Sonntag

2. Debütantensalon beim 12. Harbour Front Literaturfestival mit Verena Keßler und Daniel Mellem am Freitag, 11. September im Nochtspeicher

12. Harbour Front Literaturfestival
Nochtspeicher
Freitag, 11.09.2020 19.00 Uhr

Bernhard-Nocht-Str. 69, Hamburg
Eintritt: 15 Euro

In den insgesamt vier Debütantensalons bewerben sich acht Autorinnen und Autoren um den mit 10.000 Euro dotierten Klaus-Michael Kühne-Preis, der am 20. September im „The Fontenay“ vergeben wird. Am 2. Abend stellen Verena Keßler und Daniel Mellem ihre Debütromane vor. Dora Heldt moderiert.

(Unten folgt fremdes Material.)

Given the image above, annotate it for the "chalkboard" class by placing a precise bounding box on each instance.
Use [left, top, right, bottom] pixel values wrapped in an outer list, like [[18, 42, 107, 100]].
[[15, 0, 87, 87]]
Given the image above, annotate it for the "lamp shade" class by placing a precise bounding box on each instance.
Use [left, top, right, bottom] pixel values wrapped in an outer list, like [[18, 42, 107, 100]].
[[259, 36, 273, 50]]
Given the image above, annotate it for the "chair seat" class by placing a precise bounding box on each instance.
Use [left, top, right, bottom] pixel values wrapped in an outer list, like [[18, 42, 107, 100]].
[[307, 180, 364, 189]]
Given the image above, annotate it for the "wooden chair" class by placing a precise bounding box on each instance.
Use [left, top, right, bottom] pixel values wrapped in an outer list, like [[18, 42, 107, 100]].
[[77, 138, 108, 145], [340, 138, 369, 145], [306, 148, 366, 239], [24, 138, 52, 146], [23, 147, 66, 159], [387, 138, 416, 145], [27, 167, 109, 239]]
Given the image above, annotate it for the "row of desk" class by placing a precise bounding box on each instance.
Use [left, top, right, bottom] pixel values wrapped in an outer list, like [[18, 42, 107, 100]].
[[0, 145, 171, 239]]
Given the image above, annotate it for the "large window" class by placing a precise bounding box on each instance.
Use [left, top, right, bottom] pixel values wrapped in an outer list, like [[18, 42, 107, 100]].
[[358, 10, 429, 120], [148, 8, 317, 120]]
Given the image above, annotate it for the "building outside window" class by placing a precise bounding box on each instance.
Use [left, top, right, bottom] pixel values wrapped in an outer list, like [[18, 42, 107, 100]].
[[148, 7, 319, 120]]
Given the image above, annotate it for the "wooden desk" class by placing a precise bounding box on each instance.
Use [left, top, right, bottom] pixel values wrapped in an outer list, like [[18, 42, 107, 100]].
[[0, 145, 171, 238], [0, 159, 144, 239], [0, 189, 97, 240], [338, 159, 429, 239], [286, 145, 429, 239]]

Verena Keßler erzählt in ihrem Debütroman Die Gespenster von Demmin von Larry – die lebt in einer Stadt mit besonderer Vergangenheit: Ende des Zweiten Weltkriegs fand hier der größte Massensuizid der deutschen Geschichte statt. Für Larry ist ihre Heimatstadt aber vor allem eins: langweilig. Sie will so schnell wie möglich raus in die Welt und Kriegsreporterin werden – doch auch sie entkommt den Gespenstern nicht, die ihre Umgebung nachhaltig heimsuchen. Während Larry mit den Unzumutbarkeiten des Erwachsenwerdens kämpft, steht einer alten Frau der Umzug ins Seniorenheim bevor.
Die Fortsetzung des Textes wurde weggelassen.